A 79.ª edição do Festival de Locarno levou dois filmes com assinatura portuguesa ao certame suíço. Basil da Cunha disputou o Leopardo de Ouro com O Jacaré, enquanto Edgar Pêra marcou presença fora de competição.
O cinema português voltou a marcar presença num dos mais prestigiados festivais europeus. Na 79.ª edição do Festival de Locarno, que decorreu de 5 a 15 de agosto na Suíça, dois filmes com assinatura lusa chegaram ao certame do sul dos Alpes, com destaque para O Jacaré, de Basil da Cunha, que disputou o principal prémio do evento, o Leopardo de Ouro.
A edição deste ano confirmou a dimensão do festival suíço. Ao todo foram exibidos 233 filmes, entre os quais 103 estreias mundiais, escolhidos a partir de um número recorde de 7.759 candidaturas. Na secção principal, o Concorso Internazionale, 17 longas-metragens competiram pelo Leopardo de Ouro, sob a presidência do júri do realizador belga Fabrice Du Welz.
A abertura, na emblemática Piazza Grande, teve como protagonista a atriz e realizadora italiana Isabella Rossellini, distinguida com o Prémio de Excelência 2026. A sessão inaugural exibiu ao ar livre o filme The Green Eyes, de Fanny Liatard e Jérémy Trouilh, perante os milhares de espectadores que enchem todos os anos a maior praça da cidade para as projeções noturnas.
O Jacaré e o fecho da trilogia da Reboleira

No centro da presença portuguesa esteve O Jacaré, uma coprodução entre a Suíça e Portugal realizada por Basil da Cunha. O cineasta luso-suíço integrou a competição principal do festival, um espaço reservado a um número restrito de obras e disputado por realizadores de todo o mundo, o que confirma o reconhecimento internacional do seu percurso.
O filme encerra uma trilogia dedicada ao bairro da Reboleira, na periferia de Lisboa, que o realizador foi construindo ao longo dos anos. A série teve início com O Fim do Mundo, apresentado em 2019, e prosseguiu com Manga d'Terra, de 2023, num retrato continuado das comunidades e das margens urbanas que atravessam toda a sua obra.
A ligação de Basil da Cunha a Locarno não é nova. O realizador tem um historial de passagens pelo festival suíço, que ao longo das últimas décadas se afirmou como uma montra atenta ao cinema de autor e às produções independentes, categorias em que o seu trabalho se enquadra. A presença na competição principal representa, por isso, mais um passo nessa relação de confiança.
Edgar Pêra fora de competição
A representação lusa não se limitou à competição. O realizador Edgar Pêra, uma das vozes mais experimentais do cinema português, marcou presença na secção fora de competição com Guerrilha no Asfalto. A escolha reforçou a diversidade da presença nacional, cruzando uma obra de forte pendor autoral com a corrida ao prémio maior do certame.

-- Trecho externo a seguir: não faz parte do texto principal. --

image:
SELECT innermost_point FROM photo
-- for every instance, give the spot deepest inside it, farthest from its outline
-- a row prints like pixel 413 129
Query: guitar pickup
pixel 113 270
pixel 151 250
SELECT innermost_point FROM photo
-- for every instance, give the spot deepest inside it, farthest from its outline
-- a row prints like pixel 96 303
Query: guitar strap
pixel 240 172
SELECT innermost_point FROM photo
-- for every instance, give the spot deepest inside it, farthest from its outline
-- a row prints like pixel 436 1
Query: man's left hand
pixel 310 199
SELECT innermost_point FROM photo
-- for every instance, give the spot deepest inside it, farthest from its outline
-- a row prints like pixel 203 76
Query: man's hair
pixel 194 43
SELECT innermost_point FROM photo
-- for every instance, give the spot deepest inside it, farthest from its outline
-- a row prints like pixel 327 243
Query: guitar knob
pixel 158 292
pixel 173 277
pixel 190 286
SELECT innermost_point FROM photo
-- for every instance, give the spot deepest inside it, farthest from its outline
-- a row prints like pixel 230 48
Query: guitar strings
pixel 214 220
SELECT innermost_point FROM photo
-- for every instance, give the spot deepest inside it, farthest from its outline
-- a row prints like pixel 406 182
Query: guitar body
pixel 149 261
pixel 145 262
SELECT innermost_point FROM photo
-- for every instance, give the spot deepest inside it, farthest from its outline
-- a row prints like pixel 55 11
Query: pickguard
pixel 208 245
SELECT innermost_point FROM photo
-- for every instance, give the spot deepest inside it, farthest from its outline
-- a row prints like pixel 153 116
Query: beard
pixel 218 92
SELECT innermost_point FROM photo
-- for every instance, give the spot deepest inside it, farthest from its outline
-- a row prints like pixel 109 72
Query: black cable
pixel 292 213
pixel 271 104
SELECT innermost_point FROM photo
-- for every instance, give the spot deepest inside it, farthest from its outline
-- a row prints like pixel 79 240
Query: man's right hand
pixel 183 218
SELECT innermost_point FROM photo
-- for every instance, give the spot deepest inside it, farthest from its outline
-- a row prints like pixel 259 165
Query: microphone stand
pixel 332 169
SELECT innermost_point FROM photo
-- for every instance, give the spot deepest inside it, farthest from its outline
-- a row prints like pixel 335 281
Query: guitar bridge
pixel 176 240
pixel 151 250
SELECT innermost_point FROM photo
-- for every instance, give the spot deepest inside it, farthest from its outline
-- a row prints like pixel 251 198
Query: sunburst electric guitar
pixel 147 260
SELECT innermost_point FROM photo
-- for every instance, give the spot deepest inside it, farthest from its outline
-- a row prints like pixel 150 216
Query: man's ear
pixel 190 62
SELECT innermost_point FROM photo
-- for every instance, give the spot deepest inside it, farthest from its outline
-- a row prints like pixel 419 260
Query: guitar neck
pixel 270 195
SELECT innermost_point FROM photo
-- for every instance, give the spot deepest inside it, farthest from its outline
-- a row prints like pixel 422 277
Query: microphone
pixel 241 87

A par dos dois nomes portugueses, o festival contou ainda com outras produções de expressão lusófona, um sinal da crescente circulação do cinema falado em português nos grandes certames internacionais. Esta presença alargada ajuda a colocar autores e histórias de língua portuguesa no radar de programadores, distribuidores e da crítica especializada.

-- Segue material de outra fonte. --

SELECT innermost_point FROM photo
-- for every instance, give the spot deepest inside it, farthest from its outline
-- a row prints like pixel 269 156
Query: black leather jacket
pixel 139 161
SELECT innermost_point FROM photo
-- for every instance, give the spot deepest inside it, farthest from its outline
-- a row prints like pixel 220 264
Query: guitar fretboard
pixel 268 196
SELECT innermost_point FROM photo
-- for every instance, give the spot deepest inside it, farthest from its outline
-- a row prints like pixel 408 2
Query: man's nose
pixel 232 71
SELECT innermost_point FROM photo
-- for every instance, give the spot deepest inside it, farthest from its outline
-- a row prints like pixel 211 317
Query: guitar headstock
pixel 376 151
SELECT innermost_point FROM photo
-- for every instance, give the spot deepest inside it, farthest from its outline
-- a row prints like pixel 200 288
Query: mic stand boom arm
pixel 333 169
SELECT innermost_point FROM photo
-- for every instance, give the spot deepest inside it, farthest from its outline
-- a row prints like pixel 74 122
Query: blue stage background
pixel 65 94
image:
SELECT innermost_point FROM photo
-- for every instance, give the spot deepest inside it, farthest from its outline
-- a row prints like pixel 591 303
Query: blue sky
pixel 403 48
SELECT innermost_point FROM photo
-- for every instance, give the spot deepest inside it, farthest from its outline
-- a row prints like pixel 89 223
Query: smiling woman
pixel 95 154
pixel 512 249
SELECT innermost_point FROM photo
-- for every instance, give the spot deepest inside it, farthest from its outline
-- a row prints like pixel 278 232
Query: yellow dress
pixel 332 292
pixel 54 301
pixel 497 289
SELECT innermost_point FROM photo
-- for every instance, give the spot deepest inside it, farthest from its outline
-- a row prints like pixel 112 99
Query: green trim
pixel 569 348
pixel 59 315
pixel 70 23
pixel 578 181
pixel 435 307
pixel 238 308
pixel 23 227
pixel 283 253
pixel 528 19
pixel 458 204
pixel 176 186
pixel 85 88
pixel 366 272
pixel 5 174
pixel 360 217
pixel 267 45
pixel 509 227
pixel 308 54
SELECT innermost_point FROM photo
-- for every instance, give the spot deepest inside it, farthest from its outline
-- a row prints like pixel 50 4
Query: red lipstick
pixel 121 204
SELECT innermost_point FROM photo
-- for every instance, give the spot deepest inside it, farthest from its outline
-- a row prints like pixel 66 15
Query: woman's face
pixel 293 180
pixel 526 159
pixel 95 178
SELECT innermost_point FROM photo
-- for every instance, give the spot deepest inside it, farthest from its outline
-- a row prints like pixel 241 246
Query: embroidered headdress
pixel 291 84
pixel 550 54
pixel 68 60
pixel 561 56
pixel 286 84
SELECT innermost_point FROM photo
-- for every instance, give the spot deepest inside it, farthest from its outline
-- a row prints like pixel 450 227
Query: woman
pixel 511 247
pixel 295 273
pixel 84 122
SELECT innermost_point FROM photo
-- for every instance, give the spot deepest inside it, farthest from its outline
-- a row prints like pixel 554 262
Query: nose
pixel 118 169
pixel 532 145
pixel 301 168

O palmarés e o desfecho para Portugal
O grande vencedor da edição foi o filme romeno You Don't Belong Here, realizado por Florin Serban, que conquistou o Leopardo de Ouro. A distinção máxima escapou assim a O Jacaré, que integrou a competição mas não figurou entre os premiados no encerramento, disputado por um conjunto particularmente exigente de obras vindas de vários continentes.
O palmarés distribuiu-se por vários nomes de peso. O Prémio Especial do Júri foi para The Riverbank, de Matheus Farias e Enock Carvalho, enquanto o coreano Hong Sang-soo foi distinguido na melhor realização por Nowhere to Lay My Eyes. Nas interpretações, os prémios foram entregues a Monica Bellucci e a Kim Min-hee, dois nomes reconhecidos internacionalmente.
Apesar de não ter arrecadado um troféu, a simples inclusão de um filme português na competição principal de Locarno tem um peso próprio. Estar entre as dezassete obras escolhidas para disputar o Leopardo de Ouro coloca o cinema nacional lado a lado com algumas das produções de autor mais aguardadas do ano e reforça a sua visibilidade junto do público e da indústria.
A passagem por Locarno costuma abrir caminho para a carreira dos filmes em festivais e salas. Para O Jacaré, o desafio seguinte será chegar aos cinemas portugueses e a novos certames, levando o retrato da Reboleira a públicos mais vastos. Para o cinema português, fica a confirmação de que continua a encontrar espaço nas montras europeias mais exigentes.
Bom contexto sobre Festival de Locarno.
Aprendi bastante sobre Festival de Locarno aqui.